Indexing of left atrial volume by body surface area and height in a
Brazilian population without previous heart disease and with a normal
heart on echocardiography. Behavior in obese and overweight patients.
Abstract
Background: Left atrial (LA) volume indexing for body surface area (BSA)
may underestimate LA size in obese and overweight people. Since LA
volume is a risk marker for some cardiovascular events, it is suggested
that indexing for height would be an alternative more apropriated
method. The aims of this study were to find normal and the best cutoff
values for LA volume indexed for height in our population. Methods:
Echocardiograms from 2018 to 2021 were reviewed and patients without
known cardiac disease and completely normal echocardiograms that had the
left atrial volume (LAvol) measured by biplane Simpson’s method were
included. LAvol was indexed by BSA (ml/m²), by height (LAvol/m), by
height raised to exponent 2.7 (ml/ m2.7) and by height squared (ml/h²).

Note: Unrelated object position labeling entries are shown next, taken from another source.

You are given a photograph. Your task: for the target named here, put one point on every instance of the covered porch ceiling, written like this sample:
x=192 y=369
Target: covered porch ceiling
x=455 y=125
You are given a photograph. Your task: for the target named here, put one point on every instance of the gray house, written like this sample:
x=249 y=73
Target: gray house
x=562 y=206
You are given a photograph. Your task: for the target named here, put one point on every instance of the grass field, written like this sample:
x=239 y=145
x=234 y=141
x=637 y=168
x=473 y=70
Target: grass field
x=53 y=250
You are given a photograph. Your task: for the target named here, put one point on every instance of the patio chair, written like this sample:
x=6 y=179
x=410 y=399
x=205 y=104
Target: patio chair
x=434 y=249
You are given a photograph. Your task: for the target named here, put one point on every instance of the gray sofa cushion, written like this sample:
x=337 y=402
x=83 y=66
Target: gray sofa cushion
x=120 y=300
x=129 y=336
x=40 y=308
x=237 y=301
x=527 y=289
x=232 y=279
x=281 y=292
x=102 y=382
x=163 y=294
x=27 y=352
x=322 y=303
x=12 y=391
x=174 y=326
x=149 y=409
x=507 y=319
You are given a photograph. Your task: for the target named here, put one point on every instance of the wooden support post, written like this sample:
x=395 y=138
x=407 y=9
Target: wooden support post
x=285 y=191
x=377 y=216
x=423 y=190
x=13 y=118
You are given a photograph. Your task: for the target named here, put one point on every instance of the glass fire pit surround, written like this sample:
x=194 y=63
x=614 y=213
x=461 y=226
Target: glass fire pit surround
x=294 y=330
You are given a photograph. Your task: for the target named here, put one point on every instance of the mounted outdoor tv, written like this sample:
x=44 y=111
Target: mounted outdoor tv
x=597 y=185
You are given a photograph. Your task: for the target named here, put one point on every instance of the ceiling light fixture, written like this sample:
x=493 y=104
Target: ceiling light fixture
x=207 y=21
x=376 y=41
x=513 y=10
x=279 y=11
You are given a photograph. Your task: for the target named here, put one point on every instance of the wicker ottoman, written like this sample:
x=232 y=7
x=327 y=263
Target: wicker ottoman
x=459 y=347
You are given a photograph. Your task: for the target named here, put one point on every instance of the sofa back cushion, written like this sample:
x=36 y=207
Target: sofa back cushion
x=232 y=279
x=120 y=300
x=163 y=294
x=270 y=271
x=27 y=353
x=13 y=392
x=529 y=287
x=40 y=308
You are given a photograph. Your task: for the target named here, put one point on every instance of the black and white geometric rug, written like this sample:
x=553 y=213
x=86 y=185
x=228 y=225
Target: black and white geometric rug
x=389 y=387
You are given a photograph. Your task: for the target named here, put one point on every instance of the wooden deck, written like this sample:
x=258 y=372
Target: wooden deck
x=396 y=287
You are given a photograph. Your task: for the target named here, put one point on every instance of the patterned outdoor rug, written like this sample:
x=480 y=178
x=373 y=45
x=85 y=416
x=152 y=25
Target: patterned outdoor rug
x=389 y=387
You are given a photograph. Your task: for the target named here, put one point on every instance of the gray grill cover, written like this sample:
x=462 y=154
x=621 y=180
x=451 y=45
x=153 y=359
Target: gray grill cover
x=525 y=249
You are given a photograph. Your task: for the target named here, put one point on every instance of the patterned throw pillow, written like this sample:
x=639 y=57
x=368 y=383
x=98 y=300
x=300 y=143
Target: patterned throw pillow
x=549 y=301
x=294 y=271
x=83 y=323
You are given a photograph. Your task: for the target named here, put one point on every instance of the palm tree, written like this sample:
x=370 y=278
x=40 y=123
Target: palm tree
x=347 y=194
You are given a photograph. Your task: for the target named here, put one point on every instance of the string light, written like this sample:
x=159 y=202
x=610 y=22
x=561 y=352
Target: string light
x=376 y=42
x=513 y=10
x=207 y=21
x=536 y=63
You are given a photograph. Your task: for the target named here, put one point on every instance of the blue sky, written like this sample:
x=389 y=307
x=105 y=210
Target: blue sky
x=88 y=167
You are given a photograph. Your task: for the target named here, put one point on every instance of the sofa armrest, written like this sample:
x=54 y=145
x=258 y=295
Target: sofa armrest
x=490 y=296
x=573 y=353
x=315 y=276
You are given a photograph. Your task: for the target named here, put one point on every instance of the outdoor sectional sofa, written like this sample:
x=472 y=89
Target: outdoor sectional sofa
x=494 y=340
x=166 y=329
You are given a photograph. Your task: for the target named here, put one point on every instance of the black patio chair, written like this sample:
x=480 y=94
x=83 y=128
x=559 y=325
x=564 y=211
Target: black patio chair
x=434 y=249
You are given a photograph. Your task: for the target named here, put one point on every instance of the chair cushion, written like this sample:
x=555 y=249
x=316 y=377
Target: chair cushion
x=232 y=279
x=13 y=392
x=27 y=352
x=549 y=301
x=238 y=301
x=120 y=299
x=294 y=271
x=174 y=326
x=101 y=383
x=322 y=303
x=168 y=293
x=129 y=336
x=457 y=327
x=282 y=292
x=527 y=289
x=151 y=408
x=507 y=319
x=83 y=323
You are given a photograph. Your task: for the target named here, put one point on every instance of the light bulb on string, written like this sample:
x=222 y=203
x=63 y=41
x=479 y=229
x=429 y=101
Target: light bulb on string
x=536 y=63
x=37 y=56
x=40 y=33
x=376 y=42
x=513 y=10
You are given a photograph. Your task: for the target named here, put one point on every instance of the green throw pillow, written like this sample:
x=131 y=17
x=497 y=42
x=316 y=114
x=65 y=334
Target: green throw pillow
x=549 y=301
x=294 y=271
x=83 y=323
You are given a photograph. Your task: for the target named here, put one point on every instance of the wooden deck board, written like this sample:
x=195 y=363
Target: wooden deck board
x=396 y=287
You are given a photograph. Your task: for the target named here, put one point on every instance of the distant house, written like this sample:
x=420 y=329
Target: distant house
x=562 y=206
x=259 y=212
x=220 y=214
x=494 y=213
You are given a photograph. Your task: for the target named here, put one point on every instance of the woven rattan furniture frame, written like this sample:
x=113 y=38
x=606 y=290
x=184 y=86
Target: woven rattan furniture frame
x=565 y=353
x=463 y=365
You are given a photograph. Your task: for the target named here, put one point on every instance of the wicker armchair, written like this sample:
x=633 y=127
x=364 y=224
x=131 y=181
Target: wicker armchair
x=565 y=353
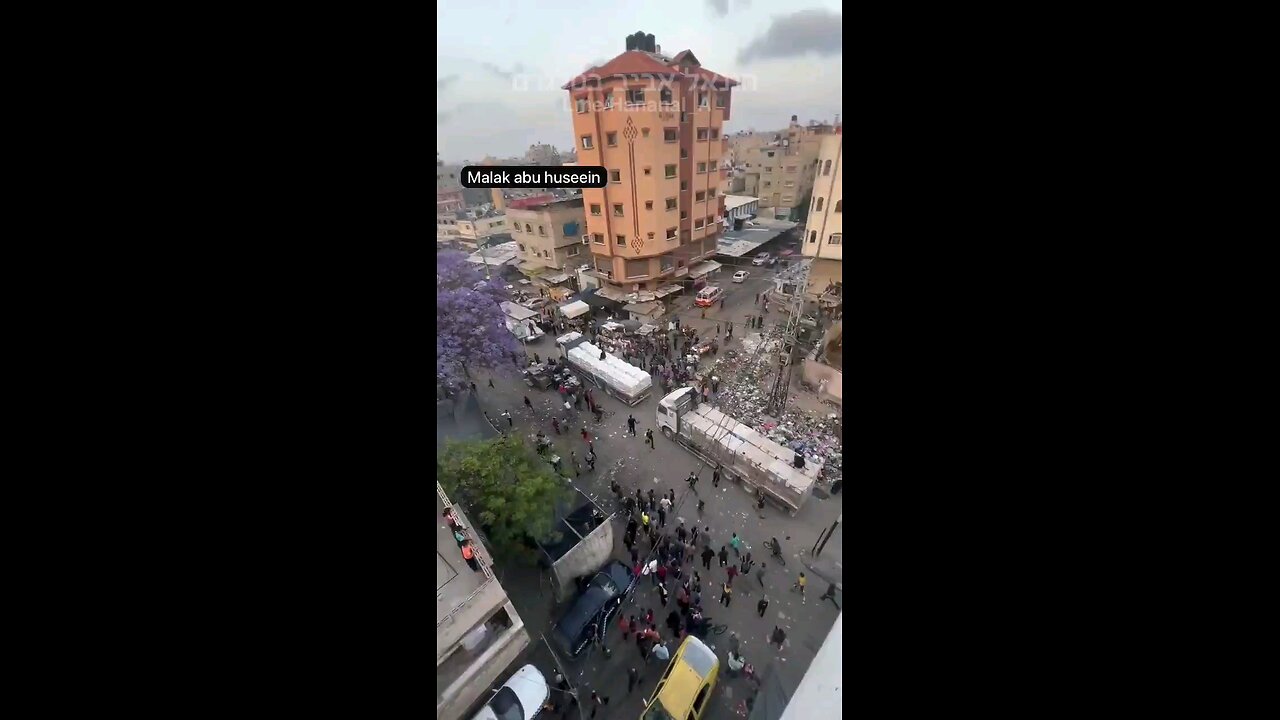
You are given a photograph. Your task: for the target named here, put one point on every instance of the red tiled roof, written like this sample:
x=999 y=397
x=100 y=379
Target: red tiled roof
x=632 y=62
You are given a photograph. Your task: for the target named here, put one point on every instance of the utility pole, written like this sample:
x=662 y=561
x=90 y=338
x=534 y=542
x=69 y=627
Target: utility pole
x=790 y=345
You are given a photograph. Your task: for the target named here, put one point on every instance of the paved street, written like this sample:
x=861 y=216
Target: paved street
x=728 y=509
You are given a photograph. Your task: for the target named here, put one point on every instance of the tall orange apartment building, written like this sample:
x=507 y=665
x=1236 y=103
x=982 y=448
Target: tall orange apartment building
x=656 y=123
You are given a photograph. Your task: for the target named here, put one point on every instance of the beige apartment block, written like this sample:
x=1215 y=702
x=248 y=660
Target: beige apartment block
x=656 y=123
x=551 y=235
x=478 y=632
x=824 y=233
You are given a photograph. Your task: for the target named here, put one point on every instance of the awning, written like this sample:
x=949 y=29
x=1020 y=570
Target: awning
x=575 y=309
x=703 y=268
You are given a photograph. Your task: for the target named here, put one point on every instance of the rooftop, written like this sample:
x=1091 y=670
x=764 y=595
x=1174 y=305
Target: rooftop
x=736 y=244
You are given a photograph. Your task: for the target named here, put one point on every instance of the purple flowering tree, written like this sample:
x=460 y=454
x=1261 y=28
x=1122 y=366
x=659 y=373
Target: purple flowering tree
x=470 y=327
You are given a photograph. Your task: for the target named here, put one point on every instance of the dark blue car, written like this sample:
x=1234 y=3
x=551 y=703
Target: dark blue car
x=593 y=610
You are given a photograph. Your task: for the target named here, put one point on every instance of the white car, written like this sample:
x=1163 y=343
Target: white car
x=521 y=697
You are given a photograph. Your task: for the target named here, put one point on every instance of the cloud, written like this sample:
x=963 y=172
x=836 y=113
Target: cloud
x=502 y=73
x=807 y=31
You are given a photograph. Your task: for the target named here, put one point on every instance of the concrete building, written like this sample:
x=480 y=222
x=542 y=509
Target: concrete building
x=824 y=233
x=470 y=232
x=540 y=154
x=478 y=630
x=549 y=235
x=654 y=122
x=781 y=171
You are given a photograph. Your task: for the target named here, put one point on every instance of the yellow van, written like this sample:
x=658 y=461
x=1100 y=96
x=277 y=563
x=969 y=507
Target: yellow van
x=685 y=687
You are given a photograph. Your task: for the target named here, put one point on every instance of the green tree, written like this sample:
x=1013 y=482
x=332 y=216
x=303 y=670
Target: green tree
x=506 y=488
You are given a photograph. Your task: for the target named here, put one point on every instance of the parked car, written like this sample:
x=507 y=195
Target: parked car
x=590 y=614
x=521 y=697
x=686 y=684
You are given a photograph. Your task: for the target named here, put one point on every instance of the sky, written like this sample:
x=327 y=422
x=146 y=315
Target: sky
x=501 y=63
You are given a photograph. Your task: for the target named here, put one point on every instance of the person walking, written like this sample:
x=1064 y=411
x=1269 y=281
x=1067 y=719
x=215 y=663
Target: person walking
x=831 y=595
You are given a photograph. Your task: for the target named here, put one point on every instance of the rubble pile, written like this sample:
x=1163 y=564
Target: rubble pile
x=746 y=397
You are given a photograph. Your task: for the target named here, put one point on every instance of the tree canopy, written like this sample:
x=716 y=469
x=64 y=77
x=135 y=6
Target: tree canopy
x=470 y=327
x=506 y=488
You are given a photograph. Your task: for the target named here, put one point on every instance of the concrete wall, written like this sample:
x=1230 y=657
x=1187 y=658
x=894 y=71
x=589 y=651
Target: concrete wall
x=816 y=372
x=585 y=559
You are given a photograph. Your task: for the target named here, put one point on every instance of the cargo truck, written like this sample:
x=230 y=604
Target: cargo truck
x=741 y=454
x=617 y=377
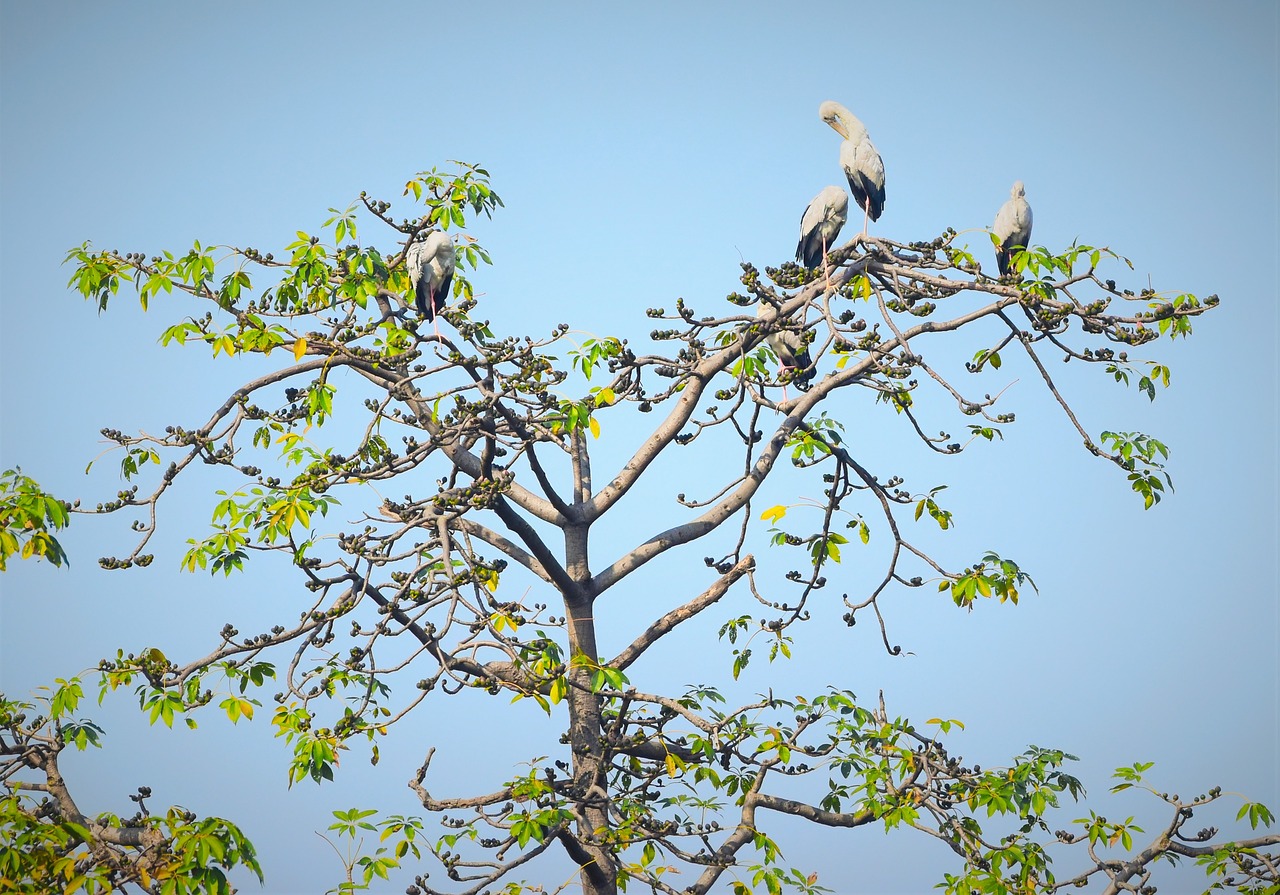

Results: A total of 545 patients, 50.5 ± 13.4 y., 335 females (61,5%)
were analyzed. There were 145 normal weight (26.6%), 215 overweight
(39.4%), 154 obese (28.3%) and 31 low weight (5.7%) patients. To
estabilish normal values we included only the normal weight group and
considered normal values from 2SD below to 2SD above the mean. Mean and
normal values were: LAvol/h 26.0 ±4.5, 17 – 30 ml/m, LAvol/ht² 16 ±
2.8, 10.4 - 21.6 ml/ ht² and LAvol/ht2.7 11.4 ± 2.2, 7.0 - 15.8 ml/m2.7.
The normal LAvol/ht2.7 differed between male and female (11.4 ± 2.4 and
12.8 ± 2.6, p = 0.000). LA diameter, LAvol, LAvol/h, LAvol/h² and
LAvol/ht2.7 increased progressively from low-weight, normal weight,
overweight and obese patients (p= 0.0000), but not LAvol/BSA. When
indexing LAvol for height, for height² and for height2.7 20.8%, 22.7%
and 21.4% of the obese patients, respectively, were reclassified as
enlarged LA, and 7.4%, 8.8% and 8.4% of the overweight patients as
well. Using ROC curve analysis, LAvol/h² had the highest AUC ant the
best predictive value to identify LA enlargement and LAvol/BSA the worst
one. Conclusions: normal values for LAvol indexed for height by three
different methods are described in normal individuals. We reinforce that
LAvol indexation for BSA underestimates LA size in obese and overweight
patients and in these groups, specially, indexing for height² is
probably the best method to evaluate LAvol.